Il 10 novembre giù il cappello per la scomparsa, per fortuna questa non prematura, di uno dei più grandi poeti della musica: Leonard Cohen. Alzi la mano chi non conosce la sua Halleluja, o la versione più moderna di Jeff Buckley (a proposito di artisti scomparsi prematuramente). Uno dei pochi che ancora oggi sfornava album che vendevano. A 80 anni suonati da un pezzo.
Il 7 dicembre il trio Emerson, Lake & Palmer perde il secondo pezzo. Greg Lake, co-fondatore dei King Crimson, raggiunge l’amico Keith. Non sappiamo come stia Carl Palmer, ma auspichiamo che abbia fatto un check up completo.

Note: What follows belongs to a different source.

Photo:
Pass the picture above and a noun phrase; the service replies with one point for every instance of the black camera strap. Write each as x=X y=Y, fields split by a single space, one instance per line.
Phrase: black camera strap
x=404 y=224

C’è poco tempo per commemorare la scomparsa di Rick Parfitt, sorico chitarrista degli Status Quo, perché due giorni dopo, esattamente il giorno di Natale deflagra la bomba della scomparsa di George Michael, a soli 53 anni. Esploso negli anni 80 con gli Wham!, in coppia con Andrew Ridgeley, abbandonò presto il pop leggero e scanzonato per darsi ad uno stile più elettronico, più cangiante nel tempo, meno commerciale. Anche lui era da tempo fuori dalle luci della ribalta, ma le due hit che tutti riproporranno sempre risalgono al periodo Wham!, ovvero Careless Whisper e soprattutto, ironia della sorte essendo morto il giorno di Natale, Last Christmas.
Meno famosi al grande pubblico, ma si sono uniti a loro anche il “nostro” Gianmaria Testa, Bruce Geduldig (del gruppo post punk Tuxedomoon), il rapper Phife Dawg, il jazzista Gato Barbieri, autore della colonna sonora di Ultimo Tango a Parigi, Leon Haywood, noto negli anni 70 e padre del soul funk, Billy Paul, Grammy Award come miglior cantante soul, Rod Temperton, autore tra le altre cose di un cosa da nulla come Thriller di Michael Jackson, Leon Russell, autore e compositore che ha duettato con chiunque, soprattutto Elton John, e Sharon Jones, altra icona soul.
E per chiudere col botto, è proprio il caso di dirlo, l’intero Coro dell’Armata Rossa, schiantatosi con il loro aereo militare.
Siamo a posto così 2016, grazie. Perché, a parte qualche attore già citato, hai portato via anche Umberto Eco e tanti altri artisti di vario genere.
Davvero siamo a posto così, facci passare un Capodanno con l’illusione che sia stato un episodio e che la musica non si stia veramente estinguendo.
No perché a prescindere da queste morti, sentendo quello che c’è in giro, un mezzo dubbio ci era già venuto.